Dienstag 03:32 Uhr; Mulders Apartment; Alexandria

Ihre Suche war praktisch ergebnislos geblieben, zwar hatten die Einsamen Schützen und Mulder bis nach Mitternacht etliche Telefonverbindungsdaten des Creansmanterlaboratory gecheckt, doch diese Sisyphus-Arbeit war im Sande verlaufen.
Die Überprüfung der jungen Frau von den Bändern der Psychiatrischen Einrichtung hatte, wovon keiner von ihnen überrascht gewesen war, ebenfalls nichts ergeben, da der Name den sie angegeben hatte, Silvia Morritsch, offensichtlich nicht ihrer wahren Identität entsprach.
Der Versuch Scullys Wagen via Satellit auszumachen war mehr der Griff nach dem Strohhalm, als ein tatsächlich zu realisierendes Unterfangen.
Die Möglichkeit, sie offiziell als vermisste Person zu melden, hatten sie diskutiert, waren aber zu dem Entschluss gekommen, dass es sie vielleicht in Gefahr bringen könnte, wenn zu viel Aufmerksamkeit auf ihr und dieser Sache lag.

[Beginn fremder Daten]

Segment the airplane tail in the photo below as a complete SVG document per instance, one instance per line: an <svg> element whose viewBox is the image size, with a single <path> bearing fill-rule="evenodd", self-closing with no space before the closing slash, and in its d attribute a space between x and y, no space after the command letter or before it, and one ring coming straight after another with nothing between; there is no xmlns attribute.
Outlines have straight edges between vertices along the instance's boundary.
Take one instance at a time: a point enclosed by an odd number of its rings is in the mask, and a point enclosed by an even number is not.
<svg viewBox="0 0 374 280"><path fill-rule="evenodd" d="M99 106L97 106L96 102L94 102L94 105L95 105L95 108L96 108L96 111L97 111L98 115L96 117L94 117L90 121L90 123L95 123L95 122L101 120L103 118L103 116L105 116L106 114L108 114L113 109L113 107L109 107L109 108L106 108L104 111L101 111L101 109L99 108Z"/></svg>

Schließlich war sie mit einem nicht medikamentierten Soziopathen unterwegs, den sie ohne tatsächliche Befugnis aus einer psychiatrischen Anstalt für Gewaltverbrecher geholt hatte. Das Risiko schien zu groß. Zudem musste es zumindest eine Person innerhalb des FBI geben, die in Verbindung zu den Vorfällen der jüngeren Zeit stand, bislang diese nicht aufgedeckt werden würde, sollten Scullys und Oldbergs Verschwinden besser nicht publik werden. Mulder bestand darauf sein Treffen mit dieser Fremden abzuwarten.

Frustriert war er um kurz nach Mitternacht von den Gunmen aufgebrochen, um zu versuchen, wenigstens ein paar Stunden Schlaf zu bekommen, obwohl er wusste, dass ihm das unter diesen Umständen nicht möglich sein würde.

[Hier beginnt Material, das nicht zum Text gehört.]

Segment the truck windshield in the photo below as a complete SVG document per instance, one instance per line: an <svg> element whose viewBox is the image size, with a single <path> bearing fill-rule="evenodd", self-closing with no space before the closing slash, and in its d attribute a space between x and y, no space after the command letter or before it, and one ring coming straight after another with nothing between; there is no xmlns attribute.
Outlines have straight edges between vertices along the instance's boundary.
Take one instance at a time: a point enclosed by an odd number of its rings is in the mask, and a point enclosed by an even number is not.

So lag er nun im Dunkeln auf seiner Couch, starrte an die nicht erkennbare Decke und ging nochmals jede Kleinigkeit in seinem Kopf durch.
So angestrengt er auch nachdachte, er konnte nicht erkennen, wohin sie hätten fahren können.
Schließlich driftete er doch in einen kurzen, unruhigen Schlaf, der gespickt war mit schrecklichen Bildern – Duane Barry, der `Stairway to heaven´ pfiff, Samantha, die im Begriff war aus dem Fenster zu schweben, Donnie Pfaster, der mit verspieltem Blick eine Frisierschere in den Händen drehte und sich schließlich herabbeugte über Scully, die auf einem Krankenhausbett lag, mit Kabeln und Schläuchen um sie herum, ihre Augenlider zugeklebt, mit dem Schlauch des Inkubators, der sich aus ihrem Mund schlängelte, wie eine Giftschlange, dann wieder Samantha, die nicht Samantha war, sondern Scully und das Licht, das grelle, allesverschlingende Licht und die Worte Oldbergs, die zischten dass die Zeit knapp sei!
Schweißgebadet schreckte Mulder hoch. Sein Herz raste und er brauchte einen Augenblick um sich zu orientieren und seine Atemfrequenz zu normalisieren. Er blickte auf seinen Wecker. Zwanzig nach vier.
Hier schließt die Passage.